The Post also found that the Israeli military has conducted repeated and widespread airstrikes in proximity to hospitals, which are supposed to receive special protection under the laws of war. Satellite imagery reviewed by Post reporters revealed dozens of apparent craters near 17 of the 28 hospitals in northern Gaza, where the bombing and fighting were most intense during the first two months of war, including 10 craters that suggested the use of bombs weighing 2,000 pounds, the largest in regular use.

“There’s no safe space. Period,” said Mirjana Spoljaric Egger, the president of the International Committee of the Red Cross, who visited Gaza on Dec. 4. “I haven’t passed one street where I didn’t see destruction of civilian infrastructure, including hospitals.”

WHAT TYPES OF BOMBS ARE BEING USED?
 

The Israeli occupation army has not specified what it is using. It says every strike is cleared by legal advisers to make sure it complies with international law.

Yet, weapons experts have been able to draw conclusions by analyzing blast fragments found on-site, satellite images and videos circulated on social media. They say the findings offer only a peek into the full scope of the air war.

So far, fragments of American-made Joint Direct Attack Munitions (JDAM) bombs and smaller diameter bombs have been found in Gaza, according to Brian Castner, a weapons investigator with Amnesty International.

The JDAM bombs include precision-guided 1,000- and 2,000-pound (450-kilogram and 900-kilogram) “bunker-busters.”
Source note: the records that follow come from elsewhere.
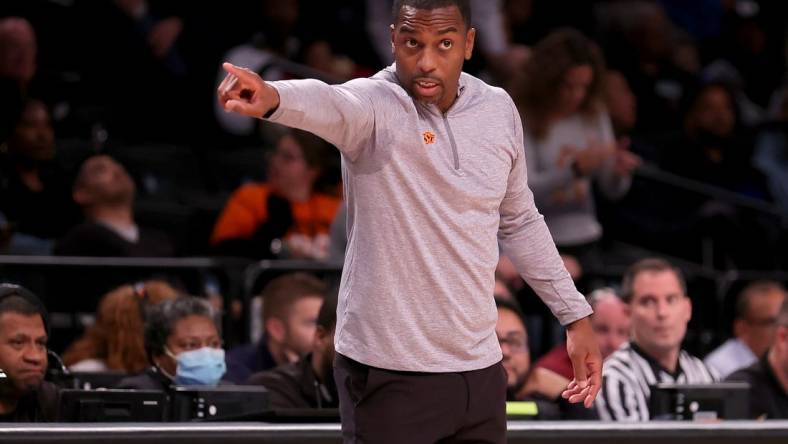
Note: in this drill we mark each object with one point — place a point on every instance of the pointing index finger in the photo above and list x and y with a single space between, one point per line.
240 72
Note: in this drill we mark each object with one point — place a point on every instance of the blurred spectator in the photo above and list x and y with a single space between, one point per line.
713 148
753 40
771 149
569 140
291 304
308 383
524 383
287 216
184 345
24 395
621 103
757 309
768 377
277 39
116 341
33 188
139 42
105 191
641 42
655 292
611 324
18 49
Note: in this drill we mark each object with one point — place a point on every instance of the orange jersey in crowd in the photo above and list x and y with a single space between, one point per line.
246 210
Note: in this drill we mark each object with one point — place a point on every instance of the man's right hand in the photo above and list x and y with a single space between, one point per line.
244 92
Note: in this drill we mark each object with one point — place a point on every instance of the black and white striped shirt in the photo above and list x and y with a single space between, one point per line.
629 372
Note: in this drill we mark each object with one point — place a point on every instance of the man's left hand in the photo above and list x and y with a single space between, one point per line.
583 350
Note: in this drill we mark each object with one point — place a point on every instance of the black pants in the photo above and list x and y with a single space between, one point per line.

“It turns earth to liquid,” said Marc Garlasco, a former Pentagon defense official and a war crimes investigator for the U.N. “It pancakes entire buildings.”

He said the explosion of a 2,000-pound bomb in the open means “instant death” for anyone within about 30 meters (100 feet). Lethal fragmentation can extend for up to 365 meters (1,200 feet).

In an Oct. 31 strike on the urban refugee camp of Jabalia, experts say a 2,000-pound bomb killed over 100 civilians.

Experts have also identified fragments of SPICE (Smart, Precise Impact, Cost-Effective) 2000-pound bombs, which are fitted with a GPS guidance system to make targeting more precise. Castner said the bombs are produced by the Israeli defense giant Rafael, but a recent State Department release first obtained by The New York Times showed some of the technology had been produced in the United States.

The Israeli army is also dropping unguided “dumb” bombs. Several experts pointed to two photos posted to social media by the Israeli Air Force at the start of the war showing fighter jets stocked with unguided bombs.

“The scale of Palestinian civilian deaths in such a short period of time appears to be the highest such civilian casualty rate in the 21st century,” said Michael Lynk, who served as the U.N. special rapporteur on human rights in the Palestinian territories from 2016 to 2022.